In the Sun Moon Star decision, the Immigration and Naturalization Service (now USCIS) refused to recognize the indirect ownership of the petitioner by three brothers owning shares of the company as individuals through a holding company. The decision stated that the two claimed affiliates were not owned by the same group of individuals. The court found that the Immigration and Naturalization Service decision was inconsistent with previous interpretations of the term "affiliate" and contrary to congressional intent because the decision did not recognize indirect ownership. Prior to the adjudication of the Sun Moon Star petition, the Immigration and Naturalization Service amended the regulations so that the definition of "subsidiary" recognized indirect ownership. See 52 Fed. Reg. 5738, 5741-2 (February 26, 1987). Accordingly, the basis for the court's decision has been incorporated into the regulations. However, despite the amended regulation and the decision in Sun Moon Star, neither legacy Immigration and Naturalization Service nor USCIS has ever accepted a random combination of individual shareholders as a single entity, so that the group may claim majority ownership, unless the group members have been shown to be legally bound together as a unit within the company by voting agreements or proxies.
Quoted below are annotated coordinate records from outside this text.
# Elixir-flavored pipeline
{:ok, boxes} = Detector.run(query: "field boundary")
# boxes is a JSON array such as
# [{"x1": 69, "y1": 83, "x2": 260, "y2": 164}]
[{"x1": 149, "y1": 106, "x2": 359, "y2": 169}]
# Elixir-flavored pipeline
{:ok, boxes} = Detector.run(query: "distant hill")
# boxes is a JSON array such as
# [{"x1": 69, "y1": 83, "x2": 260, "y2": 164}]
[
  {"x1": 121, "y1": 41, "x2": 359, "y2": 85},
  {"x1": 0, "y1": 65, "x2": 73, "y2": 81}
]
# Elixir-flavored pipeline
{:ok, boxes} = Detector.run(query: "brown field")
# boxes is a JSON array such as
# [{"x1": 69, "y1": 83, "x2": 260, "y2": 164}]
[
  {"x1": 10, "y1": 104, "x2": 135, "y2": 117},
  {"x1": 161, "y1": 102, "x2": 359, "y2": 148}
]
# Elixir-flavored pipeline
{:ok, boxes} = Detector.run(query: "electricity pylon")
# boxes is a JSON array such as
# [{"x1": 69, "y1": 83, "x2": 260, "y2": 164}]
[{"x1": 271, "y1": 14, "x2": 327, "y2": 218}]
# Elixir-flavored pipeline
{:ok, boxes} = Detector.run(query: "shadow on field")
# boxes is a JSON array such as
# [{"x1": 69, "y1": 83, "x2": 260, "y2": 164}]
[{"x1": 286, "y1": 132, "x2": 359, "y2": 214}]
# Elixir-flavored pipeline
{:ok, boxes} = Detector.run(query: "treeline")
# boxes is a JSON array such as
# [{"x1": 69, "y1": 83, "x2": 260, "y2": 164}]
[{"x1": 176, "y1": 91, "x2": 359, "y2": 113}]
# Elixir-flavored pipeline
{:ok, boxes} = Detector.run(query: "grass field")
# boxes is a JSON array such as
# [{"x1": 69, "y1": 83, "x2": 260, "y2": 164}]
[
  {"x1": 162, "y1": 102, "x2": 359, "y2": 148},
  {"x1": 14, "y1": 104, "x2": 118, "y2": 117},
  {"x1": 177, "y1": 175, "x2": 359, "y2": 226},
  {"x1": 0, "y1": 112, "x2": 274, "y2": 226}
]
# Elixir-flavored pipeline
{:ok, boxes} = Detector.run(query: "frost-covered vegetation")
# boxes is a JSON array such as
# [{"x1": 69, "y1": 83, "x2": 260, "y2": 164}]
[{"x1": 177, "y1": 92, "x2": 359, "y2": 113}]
In order to establish de facto control of both entities by an individual, the petitioner must provide agreements relating to the control of a majority of the shares' voting rights through proxy agreements. Matter of Hughes, 18 I&N Dec. 289, 293 (Comm'r 1982). A proxy agreement is a legal contract that allows one individual to act as a substitute and vote the shares of another shareholder. See Black's Law Dictionary 1241 (7th Ed. 1999). The agreement of two individuals to vote shares in concert does not rise to the level of a proxy agreement giving one individual control over the voting rights of a majority of the issued shares.